Crown Commercial Service vows framework rethink after confusion over partnerships

Mystery Shopper report highlights challenges of encouraging suppliers to form partnerships to bid for government contracts

By Colin Marrs

13 Apr 2016

The Crown Commercial Service is to strengthen guidance on partnering opportunities in the next iteration of its Digital Services Framework after confusion among customers and officials.

The government has sought to encourage small and medium-sized firms to form partnerships to bid for government contracts, as part of its efforts to increase the proportion of contracts going to smaller businesses.

But, according to a mystery shopper report compiled by the Cabinet Office unit, two separate suppliers recently lost out on winning tenders due to confusion on partnering rules.

GDS chief Stephen Foreshew-Cain: “fear of change” biggest barrier to digital transformation
GDS to extend Digital Services Framework to November as Digital Marketplace roll-out continues

In the first case, a supplier contacted the mystery shopper team about a call off from the framework.

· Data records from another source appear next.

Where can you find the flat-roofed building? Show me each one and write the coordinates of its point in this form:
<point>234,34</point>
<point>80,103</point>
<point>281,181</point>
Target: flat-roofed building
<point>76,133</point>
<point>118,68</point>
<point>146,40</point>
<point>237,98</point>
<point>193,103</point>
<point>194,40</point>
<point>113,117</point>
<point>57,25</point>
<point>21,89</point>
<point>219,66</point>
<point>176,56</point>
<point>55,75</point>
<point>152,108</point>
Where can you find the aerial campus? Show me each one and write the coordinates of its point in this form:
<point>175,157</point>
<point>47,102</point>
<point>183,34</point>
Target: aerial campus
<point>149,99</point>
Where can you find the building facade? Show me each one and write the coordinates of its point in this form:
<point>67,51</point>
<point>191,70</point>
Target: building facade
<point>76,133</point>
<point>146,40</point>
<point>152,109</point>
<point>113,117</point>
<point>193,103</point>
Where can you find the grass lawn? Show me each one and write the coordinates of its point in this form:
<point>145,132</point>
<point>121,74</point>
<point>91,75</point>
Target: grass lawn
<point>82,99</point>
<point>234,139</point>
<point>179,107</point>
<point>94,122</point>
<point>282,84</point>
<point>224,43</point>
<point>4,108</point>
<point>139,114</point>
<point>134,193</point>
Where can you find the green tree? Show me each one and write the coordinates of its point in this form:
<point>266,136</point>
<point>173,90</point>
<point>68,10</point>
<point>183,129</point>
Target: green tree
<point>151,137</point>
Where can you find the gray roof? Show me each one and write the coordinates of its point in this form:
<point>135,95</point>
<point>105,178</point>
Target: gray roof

The CCS report said: “The customer, the Ministry of Justice, had not considered the option of several suppliers partnering to deliver the requirement, and as a result the opportunity was too large for the supplier to bid for.”

The MoJ had not been aware that they had the ability to include a partnering option, the report said.

In the second case, a supplier failed to win a Defence Science and Technology Laboratory call off from the framework. The supplier felt it was unclear in the documentation provided that partnering was a requirement on the contract.

According to the report: “The mystery shopper team made some suggestions to improve the advice to suppliers when partnering is required so that it is clearer going forward. The CCS procurement team accepted and implemented these suggestions.”

In a third case, a supplier complained that a rival had won a contract with MoJ by offering a different price to the agreed G-Cloud rates.

“The MoJ responded quickly to the concerns raised and explained that the winning supplier had not bid lower than their G-Cloud price: rather the supplier had won the bid by providing the service for fewer hours than offered by competitors and this is why the cost was different,” the mystery shopper report said.

The report said changes would be implemented in the replacement of the government's current Digital Services framework, expected to go live later this month.

"We have agreed that, for Digital Services Three […] the customer guidance is strengthened to increase awareness and underline the benefits of partnering as a solution on this framework," the Cabinet Office document said.